Qué te voy a contar de la
facultad… los profesores solo se dirigen a los alumnos de familias importantes,
y estos, con sus elegantes trajes me miran por encima del hombro sintiéndose
superiores. Pero eso no me importa. Como tú y la tía me enseñasteis, estoy
siendo muy trabajador y gracias a mi empeño tengo buenas notas. Para relajarme, me refugio en la biblioteca cada tarde y me sumerjo leyendo a los clásicos durante
horas. También leo viejos tratados sobre medicina que me están viniendo bien.
Lo peor viene por la
noche. La soledad de mi oscura habitación me está consumiendo. Apenas duermo
por los ruidos y el frío. Paralizado sobre mi cama, escucho voces en la calle y
temo que algún día alguien trepe para robarme o descuartizarme.
Lo siento tío Henry, en
cuanto pueda continúo la carta.
Londres 17 de mayo 1.897 (Continuación).
Soy un miserable. A pesar
de haber recibido tus cartas, no he tenido ganas ni valor para escribirte. He
llorado mucho la muerte de tía Bridget. Solo el Señor sabe lo mucho que la
quería, pero sabíamos que ese día llegaría, aunque siempre he albergado la idea
de que podría estar a su lado para despedirme. Lo siento. Siento que os he
fallado y que jamás podré compensarte por todo lo que habéis hecho por mí. No
merezco que sigas enviando dinero para mis gastos, ni siquiera merezco
permanecer en tu recuerdo. Ahora soy una persona distinta, ya no me conoces tío
Henry. Esta despreciable ciudad, sumida en los vicios más pecaminosos ha podido
atraparme con sus garras, y lo peor de todo, es que en cierto modo soy feliz.
No sufro cuando cada
noche aparecen los monstruos que intentan despedazarme en mi lecho. No les tengo
miedo. Ni siquiera a esos ruidos desgarradores que emiten al acercarse a mí.

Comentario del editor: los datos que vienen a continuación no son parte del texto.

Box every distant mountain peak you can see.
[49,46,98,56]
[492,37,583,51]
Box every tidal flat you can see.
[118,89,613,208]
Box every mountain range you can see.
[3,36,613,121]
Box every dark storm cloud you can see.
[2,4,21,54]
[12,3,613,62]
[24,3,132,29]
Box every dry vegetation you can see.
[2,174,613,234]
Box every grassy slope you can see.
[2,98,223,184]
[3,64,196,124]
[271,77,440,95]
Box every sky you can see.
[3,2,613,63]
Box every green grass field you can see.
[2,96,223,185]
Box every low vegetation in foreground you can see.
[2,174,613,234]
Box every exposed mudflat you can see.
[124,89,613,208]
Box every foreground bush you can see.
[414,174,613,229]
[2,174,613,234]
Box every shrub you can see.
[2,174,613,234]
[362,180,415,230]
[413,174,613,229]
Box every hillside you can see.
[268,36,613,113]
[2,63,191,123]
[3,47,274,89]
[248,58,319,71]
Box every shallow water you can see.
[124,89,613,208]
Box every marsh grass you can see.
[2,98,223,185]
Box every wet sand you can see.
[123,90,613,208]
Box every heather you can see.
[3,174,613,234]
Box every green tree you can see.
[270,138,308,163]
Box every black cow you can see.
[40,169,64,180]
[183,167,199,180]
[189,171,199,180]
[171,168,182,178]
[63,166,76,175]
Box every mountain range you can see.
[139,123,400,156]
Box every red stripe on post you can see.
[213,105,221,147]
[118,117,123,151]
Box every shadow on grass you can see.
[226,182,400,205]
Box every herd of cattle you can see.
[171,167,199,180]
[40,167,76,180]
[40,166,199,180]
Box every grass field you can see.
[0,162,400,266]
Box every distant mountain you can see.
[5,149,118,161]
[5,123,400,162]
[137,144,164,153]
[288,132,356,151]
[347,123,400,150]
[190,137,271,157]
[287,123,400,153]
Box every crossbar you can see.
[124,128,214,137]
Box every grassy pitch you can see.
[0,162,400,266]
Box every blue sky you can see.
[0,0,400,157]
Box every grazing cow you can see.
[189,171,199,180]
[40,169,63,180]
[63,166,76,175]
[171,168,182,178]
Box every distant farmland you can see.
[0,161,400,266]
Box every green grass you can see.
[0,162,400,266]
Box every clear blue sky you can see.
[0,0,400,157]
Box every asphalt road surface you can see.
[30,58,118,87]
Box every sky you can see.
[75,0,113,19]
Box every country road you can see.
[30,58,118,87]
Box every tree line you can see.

Algunas veces, antes del alba, me levanto de la cama y veo a través de mi ventana a los espectros de la noche que, como una nebulosa salen de las casas y emergen
para desaparecer en el aire antes de que el sol los destroce con sus primeros
rayos. Algunos me observan desafiantes, pero al no encontrar miedo en mi
mirada, siguen su ascenso a quién sabe dónde.
Tío, no llores por mí,
soy más fuerte de lo que creía. Los obstáculos que esta maldita
ciudad me ha ido poniendo desde que llegué me han curtido y han hecho de mí a
una persona diferente, ahora los veo como un juego de niños.
Mientras tenga acceso al opio de la facultad, no habrá criatura diabólica que pueda contra el láudano que yo mismo elaboro.
Mientras tenga acceso al opio de la facultad, no habrá criatura diabólica que pueda contra el láudano que yo mismo elaboro.